Formalizando, □ (∀x)[(Cx ⇒ ¬Sx)⇒(Sx ⊕ Cx)]; é um simples uso do


Princípio da Não-contradição. Lê-se “é necessário que para todo x, se x é
casado, então x não é solteiro, então ou x é solteiro ou x é casado”. Mesmo
proposições matemáticas, que, em Kant, são sintéticas e a priori, independem
de verificação intersubjetiva para estarem corretas (e inclusive, gostaria de
frisar que o próprio Hoppe rejeita o relativismo discursivo do Habermas em
“Equally silly, some critics have charged me for supposedly claiming, falsely,
that the truth of a proposition depends on someone making this proposition.

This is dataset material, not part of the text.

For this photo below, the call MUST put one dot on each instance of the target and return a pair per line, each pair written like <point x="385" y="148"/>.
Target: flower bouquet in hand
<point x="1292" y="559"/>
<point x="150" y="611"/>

But
nowhere did I claim any such thing” – Hoppe, Hans-Hermann, “On the Ethics of
Argumentation”, PFS 2016), basta que adicionemos sucessivamente no tempo
uma unidade a outra para que obtenhamos o resultado da soma de um a outro
como duas unidades. Agora que mostramos a priori como essa proposição é
claramente falsa, entraremos agora em um contexto empírico. Podemos
demonstrar empiricamente que essa proposição é falsa consultando o livro
Principia Mathematica, do Bertrand Russell (Agradecimentos, em especial, ao
Igor Angélico, pelo exemplo), página 378:

Justificação de 1 + 1 = 2 segundo Bertrand Russell, mostrando


empiricamente que a proposição de que toda justificação é argumentativa é
falsa.

Lembremo-nos, agora, da ética kantiana, que foi justificada em seus


livros “Crítica da Razão Prática”, “Fundamentação da Metafísica dos
Costumes” e “A Metafísica dos Costumes”, sem a necessidade de qualquer
atividade intersubjetiva envolvendo o autor, Kant, e qualquer outro sujeito.
Geralmente objetam dizendo que o livro é o instrumento no qual Kant usa para
argumentar, e que passa a ser uma argumentação a partir do momento que ele
mostra para alguém; no livro, porém, a proposição já está justificada, ele já
chegou a uma conclusão antes de apresentar o livro a outra pessoa. A
premissa primeira da ética argumentativa é patética, e nada mais. Obtemos,
então, que a defesa racional de argumentos independe de qualquer troca que
seja feita com esses argumentos, e sequer que esses argumentos só podem
ser provados verdadeiros enquanto há comunicação intersubjetiva. Sendo
assim, é possível que justifiquemos algo fora de uma argumentação e,
portanto, a pressuposição da autopropriedade é meramente contingente e,
dessa forma, é possível que provemos éticas sem ter de presumi-la.